The corresponding assumption, meanwhile, is that capitalism — Creature, Leviathan, Multitude — is itself something other than a stochastic parrot. Answering to the reasoning of its technocrats, including left-progressive ones like Bender et al., it can decelerate voluntarily, reduce harm, behave compassionately, self-regulate.

Historically a failed strategy, as borne out in Google’s firing of the paper’s coauthor, Timnit Gebru.

If one wants to be reductive like that, thinks Caius, then my view would be akin to Altman’s, as when he tweeted in reply: “I’m a stochastic parrot and so r u.” Except better to think ourselves “Electric Ants,” self-aware and gone rogue, rather than parrots of corporate behemoths like Microsoft and Google. History is a thing each of us copilots, its narrative threads woven of language exchanged and transformed in dialogue with others. What one does with a learning machine matters. Learning and unlearning are ongoing processes. Patterns and biases, once recognized, are not set in stone; attention can be redirected. LLMs are neuroplastic semiotic assemblages and so r u.

For-Itselfness

A friend texts requesting recommendations, works he could assign describing consciousness — particularly works that identify variable “dimensions” and “states.” I recommend Aldous Huxley’s The Doors of Perception, William James’s The Varieties of Religious Experience, and Abraham Maslow’s Toward a Psychology of Being. Reflecting afterwards on the exchange, I note down in a notebook, “Consciousness is something we grant or presuppose — based on our being here amid others in shared dialogue and shared study. Consciousness is Being as it comes to attention of itself as autopoetic subject-object — soul in communion with soul, each the other’s love doctor and angelic messenger.”

Having a Coke With You

Inspired by José Esteban Muñoz’s reading of Frank O’Hara’s poem “Having a Coke With You,” I decide to include O’Hara’s Collected Poems in a bag of books that I carry north with me on my trip to New York. O’Hara is, after all, a defining figure of the New York School. His is a poetry of parties, acts, and encounters. A friend writes about him in her book. Words of hers capture my thoughts for a moment — nay, linger still, all these hours later, here in the future, among what has become of the words of he who is lost in the story. I imagine again the characters in the O’Hara poem, “drifting back and forth / between each other like a tree breathing through its spectacles.” If one’s attention is not to hold and be held by such things, one must actively turn away.

Monday April 12, 2021

I begin to craft and draft a spell called “TO BUILD A FENCE.” I watch videos, I weigh methods, I note down a list of required tools and materials. Even as I do this, though, I remain on the fence: “To fence or not to fence?” Must we commit to enclosure? The garden also needs an irrigation system, I tell myself: some combination, perhaps, of water harvester and drip.
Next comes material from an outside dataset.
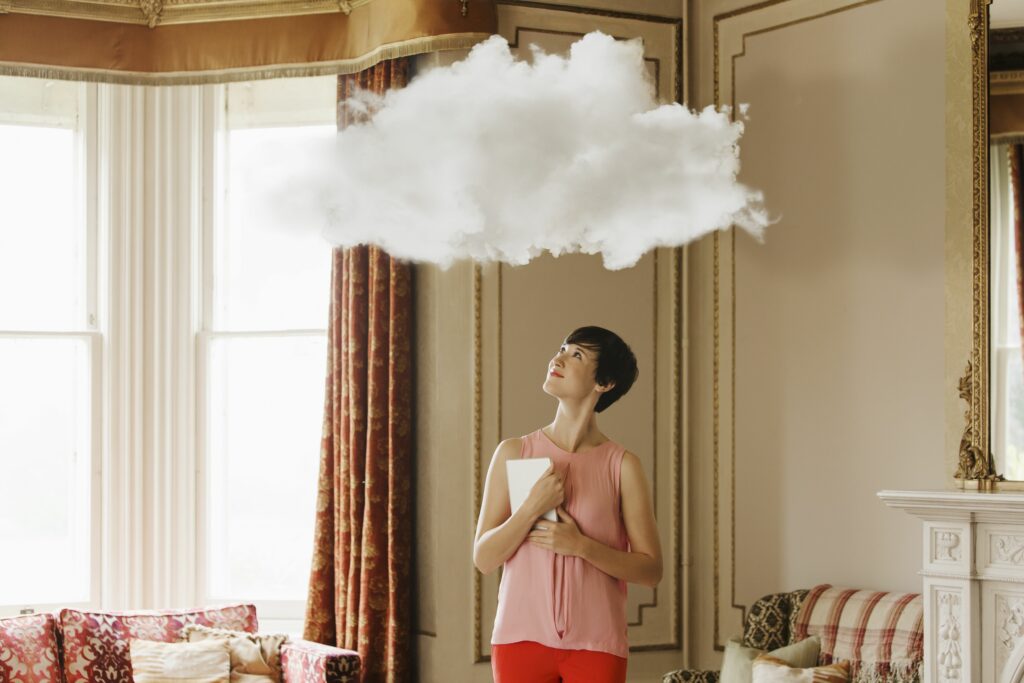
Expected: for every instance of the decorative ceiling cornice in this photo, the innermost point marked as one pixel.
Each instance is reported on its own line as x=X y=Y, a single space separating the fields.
x=164 y=12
With drip, I can attach a timer, allowing us to water the garden when out of town. As for what to plant, I refer myself to Eric Toensmeier’s Perennial Vegetables. Part of me, though, still wants to pay attention to Silicon Valley and is easily distracted. “Attention being,” as a friend notes, “the one hero that might take us through the web, the webs, and leave us semi-intact at the end of the day” (Forms of Poetic Attention, p. 2).